If all eigenvalues are distinct there are $2^n$ different bases. If the eigen values are repeated there are infinitely many.

How did they get that? Lets say I have a $2$ x $2$ matrix and it has distinct eigenvalues (lets say 1 and 2 are the eigenvalues) wouldn't the eigenvectors be equal to the amount of eigenvalues, so in this case it will equal 2? But the answer says it equals 4?

  • 0
    @GerryMyerson thank you very much for clearing that up for me.2012-11-16

1 Answers 1

1

Let's say a symmetric matrix $A \in \mathbb R^{2 \times 2}$ has distinct eigenvalues $\lambda_1$ and $\lambda_2$, and assume $\{v_1,v_2\}$ is a corresponding orthonormal basis of eigenvectors for $\mathbb R^2$. Then the following are also orthonormal eigenbases of $\mathbb R^2$: $\{ v_1,-v_2 \},\{ -v_1,v_2\},\{-v_1,-v_2\}$.

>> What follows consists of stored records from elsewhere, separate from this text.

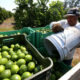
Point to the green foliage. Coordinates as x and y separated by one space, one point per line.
4 14
30 13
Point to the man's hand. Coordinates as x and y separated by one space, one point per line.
57 28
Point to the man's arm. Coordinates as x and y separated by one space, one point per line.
57 28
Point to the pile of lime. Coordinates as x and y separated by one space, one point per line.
17 63
2 35
44 31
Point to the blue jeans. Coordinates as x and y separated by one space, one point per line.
67 62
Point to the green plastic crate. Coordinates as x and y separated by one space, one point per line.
27 31
47 63
39 36
58 70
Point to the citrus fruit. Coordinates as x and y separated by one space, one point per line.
21 62
12 45
6 73
3 61
2 68
28 57
22 69
4 53
26 75
31 66
19 51
14 57
5 48
37 69
6 79
15 77
0 56
25 52
14 69
23 48
22 55
9 64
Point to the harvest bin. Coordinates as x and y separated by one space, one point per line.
27 31
73 74
47 63
40 34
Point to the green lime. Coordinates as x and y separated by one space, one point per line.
23 48
5 48
6 79
2 68
14 57
26 75
25 52
9 64
3 61
22 69
21 62
22 55
12 45
37 69
6 73
0 56
14 69
4 53
15 77
28 57
19 52
31 66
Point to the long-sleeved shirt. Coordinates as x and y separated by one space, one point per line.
64 25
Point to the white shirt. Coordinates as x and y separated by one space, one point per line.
65 24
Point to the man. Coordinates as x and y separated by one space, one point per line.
70 21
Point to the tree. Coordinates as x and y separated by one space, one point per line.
37 14
71 3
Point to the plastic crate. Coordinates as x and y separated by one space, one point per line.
59 69
47 63
73 74
27 31
39 36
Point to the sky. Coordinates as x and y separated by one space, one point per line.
10 4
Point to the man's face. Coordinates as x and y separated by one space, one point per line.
72 20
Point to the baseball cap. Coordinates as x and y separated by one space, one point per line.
73 12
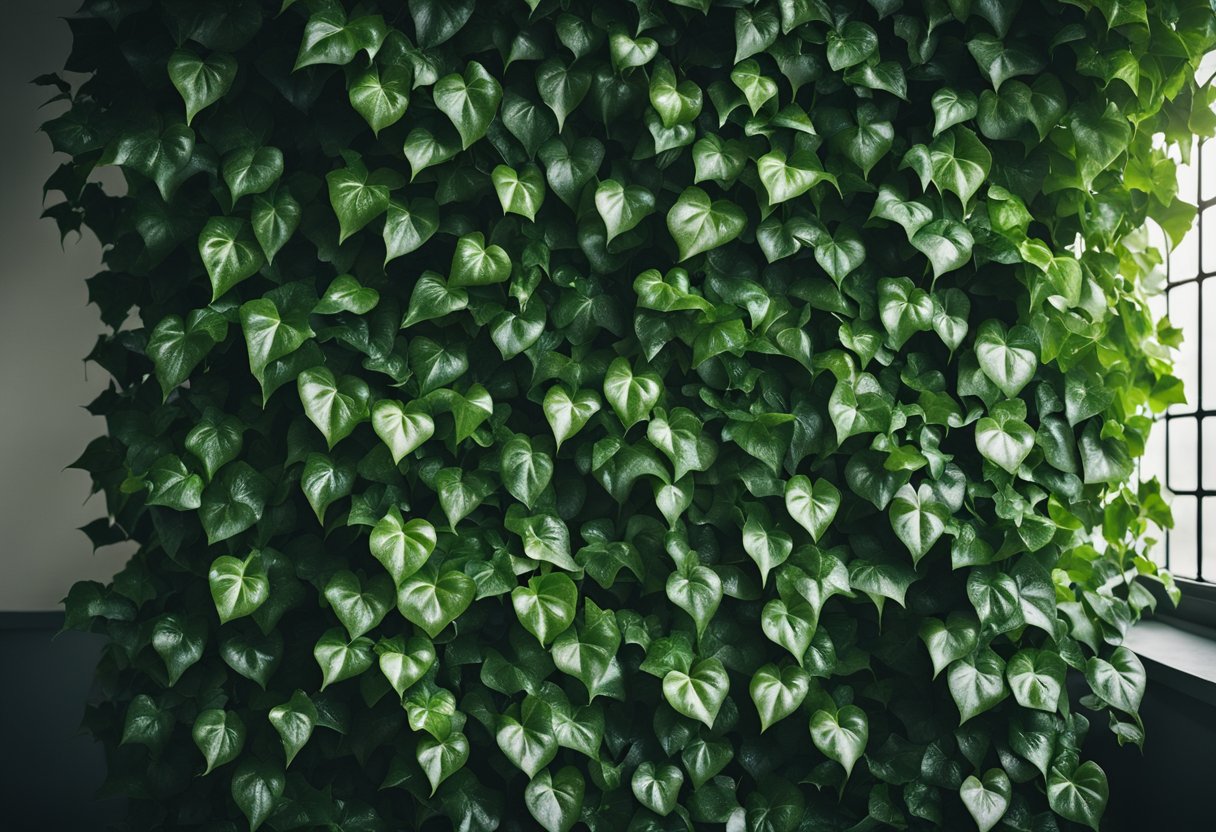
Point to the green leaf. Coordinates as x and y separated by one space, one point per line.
698 591
358 196
469 100
238 586
955 639
1079 796
567 415
812 505
632 395
528 741
918 518
442 758
556 800
977 682
1003 437
257 788
234 501
359 606
230 253
220 736
275 218
201 82
405 662
1036 678
381 95
546 605
477 264
519 192
341 658
407 225
951 107
1007 358
294 721
1119 681
676 102
699 692
621 208
777 692
699 224
986 799
842 735
271 332
252 170
788 178
336 405
331 38
433 600
657 787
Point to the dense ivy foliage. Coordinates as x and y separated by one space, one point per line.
640 415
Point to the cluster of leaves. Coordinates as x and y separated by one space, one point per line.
631 414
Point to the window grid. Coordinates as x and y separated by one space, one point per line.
1188 472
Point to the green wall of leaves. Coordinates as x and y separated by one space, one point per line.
640 415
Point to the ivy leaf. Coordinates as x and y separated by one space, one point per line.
238 586
358 196
230 253
777 692
657 787
632 395
842 735
1007 358
220 736
568 414
341 658
331 38
201 82
699 692
407 225
234 501
1079 796
1036 678
381 95
275 218
293 721
519 192
788 178
986 799
918 518
469 100
1119 681
257 788
442 758
405 662
477 264
433 600
621 208
546 605
699 224
358 606
698 591
814 505
977 682
252 170
1003 437
950 641
336 405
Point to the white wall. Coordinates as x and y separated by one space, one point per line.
45 331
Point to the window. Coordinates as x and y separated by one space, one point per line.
1182 450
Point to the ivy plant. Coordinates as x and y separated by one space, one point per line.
625 414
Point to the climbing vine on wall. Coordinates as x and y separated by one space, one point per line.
625 415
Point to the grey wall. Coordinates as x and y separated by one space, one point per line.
45 331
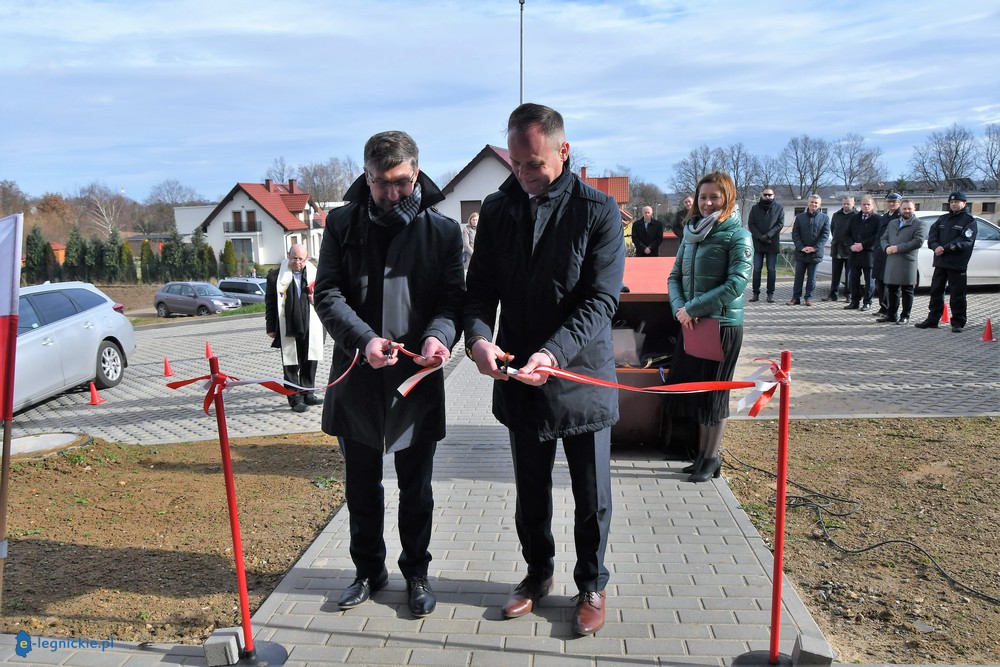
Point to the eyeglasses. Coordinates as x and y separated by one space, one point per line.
400 183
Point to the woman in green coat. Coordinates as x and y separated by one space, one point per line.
710 273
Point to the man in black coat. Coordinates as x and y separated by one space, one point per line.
861 239
390 273
951 237
647 234
840 252
767 218
554 267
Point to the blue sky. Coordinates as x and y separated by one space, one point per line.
210 92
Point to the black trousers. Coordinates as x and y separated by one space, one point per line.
589 458
303 373
957 281
894 300
366 506
861 292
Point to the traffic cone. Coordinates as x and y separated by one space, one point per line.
988 333
95 398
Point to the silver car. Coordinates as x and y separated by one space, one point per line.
67 335
984 265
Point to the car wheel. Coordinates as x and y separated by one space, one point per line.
110 366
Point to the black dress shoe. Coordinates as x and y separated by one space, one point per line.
422 601
362 589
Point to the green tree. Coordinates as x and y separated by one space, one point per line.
75 264
229 258
148 264
126 260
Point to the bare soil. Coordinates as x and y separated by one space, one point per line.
134 541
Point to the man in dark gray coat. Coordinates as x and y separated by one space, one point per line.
900 241
767 218
390 272
554 266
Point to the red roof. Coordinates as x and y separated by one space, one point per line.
282 201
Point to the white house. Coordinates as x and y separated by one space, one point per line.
263 220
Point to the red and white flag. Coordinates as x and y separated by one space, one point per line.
10 282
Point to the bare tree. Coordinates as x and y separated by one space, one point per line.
328 181
689 170
945 157
989 155
806 163
279 171
743 168
173 193
854 163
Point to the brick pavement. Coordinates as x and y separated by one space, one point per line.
690 575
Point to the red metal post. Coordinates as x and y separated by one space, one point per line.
779 507
234 517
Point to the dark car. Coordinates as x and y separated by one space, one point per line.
67 335
247 290
192 298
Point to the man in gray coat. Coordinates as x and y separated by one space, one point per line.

For part b): suppose $A \in \mathbb R^{n \times n}$ is skew-symmetric and $\lambda \in \mathbb R$ is an eigenvalue of $A$ with corresponding (nonzero) eigenvector $x$. Then

\begin{align*} \langle Ax,x \rangle &= \langle \lambda x, x \rangle \\ &= \lambda \|x\|_2^2. \end{align*}

On the other hand, \begin{align*} \langle Ax,x \rangle &= \langle x, A^T x \rangle \\ &= \langle x, -Ax \rangle \\ &= \langle x, -\lambda x \rangle \\ &= -\lambda \|x\|_2^2. \end{align*} It follows that $\lambda = -\lambda$, which implies that $\lambda = 0$.